The only other track that comes close to “The Ridings” for me is “Cull.” Here, Cummings nearly eschews organic sounds altogether and plunges headlong into the icy waters of ghostly, glitch-y dub (think Burial and Zen Sauvage slowly sinking into the Arctic Ocean’s depths). Sparse guitar figures emerge, sounding as if they’re in the very act of turning to ice, while a submerged bassline moves at an appropriately glacial pace. It’s an immersive and haunting sound, and one that I’d love to see Cummings further explore in the future.

Much to his credit, Cummings never lets any of his songs — even the better ones — last long. Most of them are less than four minutes, which might seem odd for music as atmospheric as this. But brevity is both the soul of wit and of ambient music, and the shortness of these pieces only enhances the beauty contained therein (and this is true, even of the lesser successful tracks).

Much like those too-early spring days that serve as an oasis of sorts in the midst of winter, they’re gone too soon, over before they could barely make a dent or impression.
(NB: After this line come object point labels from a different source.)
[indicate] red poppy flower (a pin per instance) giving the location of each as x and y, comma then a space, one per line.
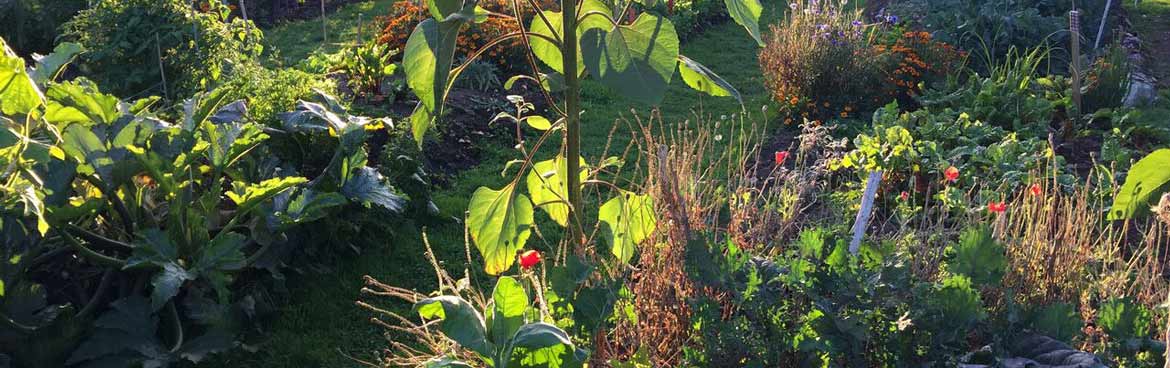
1036, 189
780, 155
951, 174
997, 207
529, 258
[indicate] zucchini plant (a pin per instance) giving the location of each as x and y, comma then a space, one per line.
124, 234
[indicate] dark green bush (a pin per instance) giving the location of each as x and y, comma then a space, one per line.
126, 39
But what little impression they make can nevertheless be substantial and lasting, like a sudden day of sun and clear skies in the middle of February that feels like a miracle, and a reminder that winter, with all of its dreariness and gloominess, is, indeed, on the way out, and warmer and gentler days do indeed lie ahead.

As an added bonus, The Ridings comes with disc full of remixes courtesy of such luminaries as Bracken, The Declining Winter, Epic45, and Portal. Fieldhead’s remix of “Cull” goes even further into abstraction, drowning the original’s echoing glitch in even more echo until the song achieves a sort of cavernous, glacial tone that ups the wintry gloom. Bracken’s remix of “Fin” is an easy fave, and moves in an opposite direction then Fieldhead; Chris Adams takes one of the album’s more abstract songs and anchors it down with dubby beats and cut-up vocals.

Glen Shipley’s remix of “The Cut” injects some interesting humor, creating an amusing hip-hop pastiche with vocal shout-outs sliced n’ diced over some (relatively) funky rhythms. Epic45 applies their trademark brand of autumnal, shoegaze-inspired haze to “Caroline,” and simultaneous hearkens back to Flying Saucer Attack’s halcyon days. And finally, Yuri Lugovskoy wraps things up with a version of “Titus” that reduces the original’s coruscating guitar tones to their most abstract form, distilled down to a single horizon-line of twinkling, glittering electronic pulses that play across your speakers like the final rays of a wintry sunset filtering through the city.